Consul provides several key features:

  • Service Discovery - Consul makes it simple for services to register themselves and to discover other services via a DNS or HTTP interface. External services such as SaaS providers can be registered as well.

  • Health Checking - Health Checking enables Consul to quickly alert operators about any issues in a cluster. The integration with service discovery prevents routing traffic to unhealthy hosts and enables service level circuit breakers.

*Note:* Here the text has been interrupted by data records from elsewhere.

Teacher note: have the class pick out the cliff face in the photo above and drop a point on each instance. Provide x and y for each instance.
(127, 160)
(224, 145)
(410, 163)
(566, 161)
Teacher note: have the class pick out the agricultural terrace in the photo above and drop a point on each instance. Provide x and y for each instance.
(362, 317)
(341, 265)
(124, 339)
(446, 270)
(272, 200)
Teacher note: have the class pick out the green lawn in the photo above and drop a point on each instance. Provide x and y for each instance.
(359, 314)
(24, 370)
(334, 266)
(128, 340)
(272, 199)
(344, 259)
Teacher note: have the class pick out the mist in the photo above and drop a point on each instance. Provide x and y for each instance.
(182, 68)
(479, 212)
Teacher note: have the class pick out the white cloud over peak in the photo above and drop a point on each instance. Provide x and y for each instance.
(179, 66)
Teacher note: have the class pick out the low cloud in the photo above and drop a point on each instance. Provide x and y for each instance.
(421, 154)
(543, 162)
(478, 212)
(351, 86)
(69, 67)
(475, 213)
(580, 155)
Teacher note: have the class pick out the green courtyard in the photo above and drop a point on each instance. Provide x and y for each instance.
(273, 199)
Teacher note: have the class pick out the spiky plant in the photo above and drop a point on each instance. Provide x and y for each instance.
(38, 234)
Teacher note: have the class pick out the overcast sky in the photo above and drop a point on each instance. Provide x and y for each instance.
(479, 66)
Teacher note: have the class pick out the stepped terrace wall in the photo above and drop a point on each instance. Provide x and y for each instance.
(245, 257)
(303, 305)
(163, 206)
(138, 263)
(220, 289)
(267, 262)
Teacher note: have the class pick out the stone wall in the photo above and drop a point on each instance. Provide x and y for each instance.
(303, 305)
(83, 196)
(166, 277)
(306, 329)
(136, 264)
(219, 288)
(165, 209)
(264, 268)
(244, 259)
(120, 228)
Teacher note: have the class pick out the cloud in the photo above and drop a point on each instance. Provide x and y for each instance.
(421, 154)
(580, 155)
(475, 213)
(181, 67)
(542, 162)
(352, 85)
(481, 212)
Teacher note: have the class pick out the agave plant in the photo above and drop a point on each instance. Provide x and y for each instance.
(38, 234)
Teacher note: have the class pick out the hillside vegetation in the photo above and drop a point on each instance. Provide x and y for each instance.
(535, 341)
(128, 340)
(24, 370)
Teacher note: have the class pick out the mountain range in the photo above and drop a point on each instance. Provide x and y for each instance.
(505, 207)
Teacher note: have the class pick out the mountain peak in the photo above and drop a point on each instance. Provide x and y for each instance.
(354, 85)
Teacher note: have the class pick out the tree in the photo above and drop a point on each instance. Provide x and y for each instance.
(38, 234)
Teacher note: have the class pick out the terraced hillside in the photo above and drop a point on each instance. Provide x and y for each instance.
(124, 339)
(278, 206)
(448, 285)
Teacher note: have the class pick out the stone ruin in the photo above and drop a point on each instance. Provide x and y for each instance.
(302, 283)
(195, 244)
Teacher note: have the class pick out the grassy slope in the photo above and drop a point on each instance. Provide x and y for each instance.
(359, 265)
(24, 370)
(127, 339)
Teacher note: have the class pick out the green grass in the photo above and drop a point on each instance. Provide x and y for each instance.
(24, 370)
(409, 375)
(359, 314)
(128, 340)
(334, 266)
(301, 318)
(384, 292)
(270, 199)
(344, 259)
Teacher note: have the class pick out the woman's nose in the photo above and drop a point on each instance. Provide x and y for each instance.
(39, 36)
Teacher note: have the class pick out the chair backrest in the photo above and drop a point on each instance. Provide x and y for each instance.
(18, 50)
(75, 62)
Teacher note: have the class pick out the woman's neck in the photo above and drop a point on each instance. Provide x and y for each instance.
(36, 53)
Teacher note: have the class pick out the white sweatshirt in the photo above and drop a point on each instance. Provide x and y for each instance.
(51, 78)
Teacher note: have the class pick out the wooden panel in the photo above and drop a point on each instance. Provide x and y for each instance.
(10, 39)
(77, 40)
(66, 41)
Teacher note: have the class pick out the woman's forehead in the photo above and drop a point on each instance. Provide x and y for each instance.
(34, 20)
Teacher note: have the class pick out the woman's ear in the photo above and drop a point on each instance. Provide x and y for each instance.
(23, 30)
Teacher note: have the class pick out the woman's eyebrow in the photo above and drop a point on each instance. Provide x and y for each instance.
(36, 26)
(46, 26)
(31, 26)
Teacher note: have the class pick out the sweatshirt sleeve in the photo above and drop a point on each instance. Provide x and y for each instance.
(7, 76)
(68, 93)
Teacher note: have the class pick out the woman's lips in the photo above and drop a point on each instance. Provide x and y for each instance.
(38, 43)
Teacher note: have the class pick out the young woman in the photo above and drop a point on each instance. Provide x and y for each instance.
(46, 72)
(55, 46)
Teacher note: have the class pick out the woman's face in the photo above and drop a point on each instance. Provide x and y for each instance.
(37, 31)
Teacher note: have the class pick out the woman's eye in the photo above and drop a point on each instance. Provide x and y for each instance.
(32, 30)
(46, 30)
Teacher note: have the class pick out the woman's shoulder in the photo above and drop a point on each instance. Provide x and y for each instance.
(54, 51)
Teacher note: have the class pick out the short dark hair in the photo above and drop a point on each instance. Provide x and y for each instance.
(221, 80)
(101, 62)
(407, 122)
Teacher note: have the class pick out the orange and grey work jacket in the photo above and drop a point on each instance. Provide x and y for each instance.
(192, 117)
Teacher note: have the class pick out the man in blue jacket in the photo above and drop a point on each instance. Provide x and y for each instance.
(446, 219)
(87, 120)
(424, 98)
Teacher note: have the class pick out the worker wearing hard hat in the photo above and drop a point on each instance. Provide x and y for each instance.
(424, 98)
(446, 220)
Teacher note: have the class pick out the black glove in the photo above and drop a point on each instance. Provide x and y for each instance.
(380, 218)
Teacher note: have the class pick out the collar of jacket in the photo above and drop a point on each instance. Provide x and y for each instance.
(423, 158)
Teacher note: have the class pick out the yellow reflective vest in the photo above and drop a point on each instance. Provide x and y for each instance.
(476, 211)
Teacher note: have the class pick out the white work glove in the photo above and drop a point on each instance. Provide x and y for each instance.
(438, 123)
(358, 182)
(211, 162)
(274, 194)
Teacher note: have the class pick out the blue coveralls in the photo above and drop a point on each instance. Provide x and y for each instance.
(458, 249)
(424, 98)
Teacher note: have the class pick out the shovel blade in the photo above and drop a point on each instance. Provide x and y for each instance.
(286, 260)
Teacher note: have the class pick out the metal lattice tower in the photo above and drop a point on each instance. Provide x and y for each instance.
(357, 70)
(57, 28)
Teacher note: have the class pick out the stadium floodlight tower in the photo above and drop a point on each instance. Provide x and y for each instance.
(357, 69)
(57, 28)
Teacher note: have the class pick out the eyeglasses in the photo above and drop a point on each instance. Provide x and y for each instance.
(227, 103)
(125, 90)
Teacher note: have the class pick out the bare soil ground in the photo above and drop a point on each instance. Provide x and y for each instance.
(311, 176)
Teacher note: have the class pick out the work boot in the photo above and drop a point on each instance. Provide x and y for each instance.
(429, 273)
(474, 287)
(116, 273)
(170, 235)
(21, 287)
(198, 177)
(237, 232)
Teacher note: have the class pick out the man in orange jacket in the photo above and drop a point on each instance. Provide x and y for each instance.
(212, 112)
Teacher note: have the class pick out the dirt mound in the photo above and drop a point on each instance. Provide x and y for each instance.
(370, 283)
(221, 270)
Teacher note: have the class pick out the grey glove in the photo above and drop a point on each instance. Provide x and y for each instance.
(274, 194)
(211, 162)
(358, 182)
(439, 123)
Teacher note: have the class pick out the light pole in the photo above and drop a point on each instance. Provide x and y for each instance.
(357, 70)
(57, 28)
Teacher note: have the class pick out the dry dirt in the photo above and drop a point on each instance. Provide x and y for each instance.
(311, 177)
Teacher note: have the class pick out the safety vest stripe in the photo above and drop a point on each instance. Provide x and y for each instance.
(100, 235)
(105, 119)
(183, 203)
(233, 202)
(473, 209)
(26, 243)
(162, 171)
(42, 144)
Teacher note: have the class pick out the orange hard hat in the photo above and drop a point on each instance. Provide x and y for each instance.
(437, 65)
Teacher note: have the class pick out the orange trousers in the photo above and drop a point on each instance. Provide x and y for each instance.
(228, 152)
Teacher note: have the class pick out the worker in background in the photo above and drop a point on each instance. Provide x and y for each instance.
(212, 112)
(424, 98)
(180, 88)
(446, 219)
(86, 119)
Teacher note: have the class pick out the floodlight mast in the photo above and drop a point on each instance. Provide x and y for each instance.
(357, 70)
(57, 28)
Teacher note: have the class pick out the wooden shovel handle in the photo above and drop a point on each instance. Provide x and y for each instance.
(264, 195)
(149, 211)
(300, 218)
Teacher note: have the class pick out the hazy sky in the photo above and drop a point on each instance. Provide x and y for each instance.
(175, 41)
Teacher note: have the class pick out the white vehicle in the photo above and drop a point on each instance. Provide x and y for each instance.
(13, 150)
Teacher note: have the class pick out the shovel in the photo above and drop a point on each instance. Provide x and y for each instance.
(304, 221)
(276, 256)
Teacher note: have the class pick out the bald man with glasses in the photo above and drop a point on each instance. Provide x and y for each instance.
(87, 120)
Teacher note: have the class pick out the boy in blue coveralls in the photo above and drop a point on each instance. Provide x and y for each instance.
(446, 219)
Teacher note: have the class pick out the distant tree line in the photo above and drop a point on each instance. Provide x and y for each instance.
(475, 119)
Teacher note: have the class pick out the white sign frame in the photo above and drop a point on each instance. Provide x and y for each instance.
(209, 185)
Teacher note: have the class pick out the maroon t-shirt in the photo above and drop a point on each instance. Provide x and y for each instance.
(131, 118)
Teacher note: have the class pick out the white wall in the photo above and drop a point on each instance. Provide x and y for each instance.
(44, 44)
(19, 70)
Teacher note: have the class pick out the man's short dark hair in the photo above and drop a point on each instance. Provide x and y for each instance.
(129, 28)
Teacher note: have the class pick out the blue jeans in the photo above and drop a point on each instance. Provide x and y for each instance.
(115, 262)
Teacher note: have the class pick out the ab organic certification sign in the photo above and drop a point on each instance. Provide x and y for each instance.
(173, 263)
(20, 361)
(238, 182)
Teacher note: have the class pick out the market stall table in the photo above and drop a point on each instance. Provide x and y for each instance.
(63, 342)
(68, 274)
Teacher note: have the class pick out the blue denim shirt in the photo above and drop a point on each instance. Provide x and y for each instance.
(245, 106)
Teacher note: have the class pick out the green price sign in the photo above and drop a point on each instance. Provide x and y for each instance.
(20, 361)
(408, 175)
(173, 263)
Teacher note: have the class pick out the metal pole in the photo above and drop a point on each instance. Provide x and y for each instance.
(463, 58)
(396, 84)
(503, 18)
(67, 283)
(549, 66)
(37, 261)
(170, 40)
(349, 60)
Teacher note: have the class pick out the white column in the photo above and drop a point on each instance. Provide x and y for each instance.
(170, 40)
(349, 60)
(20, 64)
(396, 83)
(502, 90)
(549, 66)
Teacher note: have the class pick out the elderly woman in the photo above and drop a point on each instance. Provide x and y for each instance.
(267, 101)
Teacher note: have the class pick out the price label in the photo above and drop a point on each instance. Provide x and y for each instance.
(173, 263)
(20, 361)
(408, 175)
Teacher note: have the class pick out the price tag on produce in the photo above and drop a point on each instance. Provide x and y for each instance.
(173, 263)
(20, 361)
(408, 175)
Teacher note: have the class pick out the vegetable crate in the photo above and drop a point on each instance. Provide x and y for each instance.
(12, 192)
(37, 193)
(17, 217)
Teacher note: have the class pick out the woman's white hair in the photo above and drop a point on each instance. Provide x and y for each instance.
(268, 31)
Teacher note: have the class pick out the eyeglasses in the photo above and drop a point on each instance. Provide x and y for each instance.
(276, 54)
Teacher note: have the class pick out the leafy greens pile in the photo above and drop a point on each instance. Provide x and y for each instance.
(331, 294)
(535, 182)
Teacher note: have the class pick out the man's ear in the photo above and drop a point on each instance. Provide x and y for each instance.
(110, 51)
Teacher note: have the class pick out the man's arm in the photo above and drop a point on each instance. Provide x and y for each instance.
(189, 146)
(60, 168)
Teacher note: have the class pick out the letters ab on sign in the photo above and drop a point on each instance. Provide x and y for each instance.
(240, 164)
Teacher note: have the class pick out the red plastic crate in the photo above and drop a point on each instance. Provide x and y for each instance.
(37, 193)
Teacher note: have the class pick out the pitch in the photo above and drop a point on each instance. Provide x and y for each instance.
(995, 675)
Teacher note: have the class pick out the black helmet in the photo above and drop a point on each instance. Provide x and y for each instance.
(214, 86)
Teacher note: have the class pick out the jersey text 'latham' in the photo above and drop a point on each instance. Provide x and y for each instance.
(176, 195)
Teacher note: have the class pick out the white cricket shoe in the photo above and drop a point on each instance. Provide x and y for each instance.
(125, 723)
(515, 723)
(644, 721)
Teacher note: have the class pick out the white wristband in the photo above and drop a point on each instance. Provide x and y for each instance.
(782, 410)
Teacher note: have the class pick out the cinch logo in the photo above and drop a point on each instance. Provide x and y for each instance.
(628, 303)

  • Key/Value Storage - A flexible key/value store enables storing dynamic configuration, feature flagging, coordination, leader election and more. The simple HTTP API makes it easy to use anywhere.

  • Multi-Datacenter - Consul is built to be datacenter aware, and can support any number of regions without complex configuration.

  • Service Segmentation - Consul Connect enables secure service-to-service communication with automatic TLS encryption and identity-based authorization.

Consul runs on Linux, Mac OS X, FreeBSD, Solaris, and Windows. A commercial version called Consul Enterprise is also available.

Please note: We take Consul's security and our users' trust very seriously. If you believe you have found a security issue in Consul, please responsibly disclose by contacting us at security@hashicorp.com.

Quick Start

An extensive quick start is viewable on the Consul website:

https://www.consul.io/intro/getting-started/install.html

Documentation

Full, comprehensive documentation is viewable on the Consul website:

https://www.consul.io/docs

Contributing

Thank you for your interest in contributing! Please refer to CONTRIBUTING.md for guidance.